If you have a LOT of stuff, BE can store it at its warehouse in Effingham, IL. I believe that it usually lets you put the stuff in a wooden vault (storage container) at pickup and stores it in the vault, then delivers the vault to the destination when you're ready for it. All the cases I know about have been large shipments, maybe even a full trailerload of 25,000 pounds or so. I don't think they usually store small shipments.
nirvanahoy wrote:Hello, I'm planning a move across the country this summer and I've visited both the ABE and BE websites. Both however don't seem to answer my particularly specific question. And neither seem to have people around on the weekend to man the phones (so sad)...So maybe you can. We taking approx. 6 weeks to cross, is there any way for them to store our stuff until we get there and find a place or a storage unit?
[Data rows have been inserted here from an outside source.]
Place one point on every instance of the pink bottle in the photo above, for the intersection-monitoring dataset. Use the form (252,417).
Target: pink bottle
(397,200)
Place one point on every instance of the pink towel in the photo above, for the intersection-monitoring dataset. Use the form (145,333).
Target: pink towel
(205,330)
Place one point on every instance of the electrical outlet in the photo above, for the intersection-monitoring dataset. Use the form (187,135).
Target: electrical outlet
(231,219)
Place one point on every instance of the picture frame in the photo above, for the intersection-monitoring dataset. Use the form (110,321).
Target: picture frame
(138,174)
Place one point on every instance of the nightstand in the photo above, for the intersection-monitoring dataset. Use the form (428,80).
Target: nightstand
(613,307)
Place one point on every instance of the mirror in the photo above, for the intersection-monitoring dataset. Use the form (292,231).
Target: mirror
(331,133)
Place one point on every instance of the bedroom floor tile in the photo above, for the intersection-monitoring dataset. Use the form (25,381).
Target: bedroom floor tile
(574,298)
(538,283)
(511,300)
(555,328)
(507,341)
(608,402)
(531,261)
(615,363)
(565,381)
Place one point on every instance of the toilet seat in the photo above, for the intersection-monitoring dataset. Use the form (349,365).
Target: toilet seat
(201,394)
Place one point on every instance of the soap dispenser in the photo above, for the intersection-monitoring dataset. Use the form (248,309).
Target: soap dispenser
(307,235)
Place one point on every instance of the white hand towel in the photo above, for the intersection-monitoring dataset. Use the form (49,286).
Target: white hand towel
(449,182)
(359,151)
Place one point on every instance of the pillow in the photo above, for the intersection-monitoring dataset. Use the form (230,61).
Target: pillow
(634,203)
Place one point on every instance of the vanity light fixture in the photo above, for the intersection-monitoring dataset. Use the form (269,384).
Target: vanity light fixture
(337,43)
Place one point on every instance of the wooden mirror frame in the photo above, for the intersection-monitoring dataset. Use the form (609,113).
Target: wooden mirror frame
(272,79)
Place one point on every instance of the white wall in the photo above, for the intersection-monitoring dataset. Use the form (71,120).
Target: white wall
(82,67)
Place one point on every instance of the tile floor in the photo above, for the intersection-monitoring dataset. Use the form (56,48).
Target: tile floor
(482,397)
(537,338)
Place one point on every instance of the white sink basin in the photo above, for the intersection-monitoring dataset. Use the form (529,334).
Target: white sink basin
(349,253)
ABF's toll free number is 800.240.7422. Our move is in April, but when I ordered the third mobile container (pod) I asked about this. Talk to their csr's about exactly when this new service begins. Seems to me they said this summer sometime the opportunity to keep x#pods in storage, by the month, will become available for relatively low cost.
I believe this shall only be for those of us who have a small enough amount to use the pods in the first place, though. The same situation didn't apply for those using x# feet IN the truck.
You can always email from work or home to ABF and ask your question. Most employers don't mind long distance if it's an 800#, but your mileage may vary!
We are planning a move to the mountains outside Boulder, CO and our house is up near 9,000 feet on a dirt road that is rather wide but has a few hairpin turns.
Only the last 3 miles are like that but I am concerned about their getting to the house as well as back down to the paved road.